Father, don’t you see I’m burning? (2022)

Moving-image, 05:46.

Father, don’t you see I’m burning? (2022)
Father, don’t you see I’m burning? (2022)
Father, don’t you see I’m burning? Installation view, Barbican Conservatory. Photography by George Torode.

A father had been watching beside his child’s sick-bed for days and nights on end. After the child had died, he went into the next room to lie down, but left the door open so that he could see from his bedroom into the room in which his child’s body was laid out, with tall candles standing round it. An old man had been engaged to keep watch over it, and sat beside the body murmuring prayers.
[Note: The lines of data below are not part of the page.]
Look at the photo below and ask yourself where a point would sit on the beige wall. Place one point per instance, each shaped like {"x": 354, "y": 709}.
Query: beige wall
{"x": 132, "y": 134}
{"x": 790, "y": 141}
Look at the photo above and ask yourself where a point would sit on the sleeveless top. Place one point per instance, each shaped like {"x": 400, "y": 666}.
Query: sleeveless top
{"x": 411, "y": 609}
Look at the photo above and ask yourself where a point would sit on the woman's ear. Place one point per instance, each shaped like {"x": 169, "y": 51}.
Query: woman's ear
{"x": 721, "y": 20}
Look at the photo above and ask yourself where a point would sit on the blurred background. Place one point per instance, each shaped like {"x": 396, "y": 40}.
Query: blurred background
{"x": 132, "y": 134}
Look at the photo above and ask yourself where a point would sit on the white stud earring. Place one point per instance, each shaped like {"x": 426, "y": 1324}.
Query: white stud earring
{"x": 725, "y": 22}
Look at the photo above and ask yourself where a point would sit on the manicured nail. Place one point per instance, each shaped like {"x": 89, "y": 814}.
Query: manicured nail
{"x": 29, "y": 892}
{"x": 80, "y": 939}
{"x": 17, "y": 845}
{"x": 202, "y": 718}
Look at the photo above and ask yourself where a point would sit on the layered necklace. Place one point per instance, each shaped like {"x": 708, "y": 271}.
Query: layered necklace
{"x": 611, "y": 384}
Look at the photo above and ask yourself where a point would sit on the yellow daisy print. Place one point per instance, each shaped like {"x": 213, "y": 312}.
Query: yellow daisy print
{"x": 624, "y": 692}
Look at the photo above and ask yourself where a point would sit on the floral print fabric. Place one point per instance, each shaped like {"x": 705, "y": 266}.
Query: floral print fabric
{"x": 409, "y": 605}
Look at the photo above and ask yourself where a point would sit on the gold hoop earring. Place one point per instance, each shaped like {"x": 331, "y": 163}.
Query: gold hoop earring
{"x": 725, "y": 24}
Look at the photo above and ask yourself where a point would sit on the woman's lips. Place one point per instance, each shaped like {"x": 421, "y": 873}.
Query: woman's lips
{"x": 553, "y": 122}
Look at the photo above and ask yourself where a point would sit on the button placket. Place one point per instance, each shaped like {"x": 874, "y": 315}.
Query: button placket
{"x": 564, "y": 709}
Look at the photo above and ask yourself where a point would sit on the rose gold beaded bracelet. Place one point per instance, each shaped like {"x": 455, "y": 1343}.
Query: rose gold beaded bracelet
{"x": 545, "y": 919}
After a few hours’ sleep, the father had a dream that his child was standing beside his bed, caught him by the arm and whispered to him reproachfully: ‘Father, don’t you see I’m burning?’ He woke up, noticed a bright glare of light from the next room, hurried into it and found that the old watchman had dropped off to sleep and that the wrappings and one of the arms of his beloved child’s dead body had been burned by a lighted candle that had fallen on them.” – Freud, The Interpretation of Dreams

Father, don’t you see I’m burning? is a moving-image work combining sound, recorded and archival footage exploring the possibility of creating new meaning following destruction. Drawing on the work of artists working in the postwar period, different processes are used to create corporeal textures that erode and distort the formal archival elements. This work is informed by psychoanalysis, a process whereby, through finding new ways to articulate the traumatic past, one creates new possibilities of being in the future.

This work was commissioned by the Barbican, for Age of Many Posts, an exhibition and public programme curated by Abbas Zahedi in tandem with the Barbican Art Gallery’s Postwar Modern exhibition.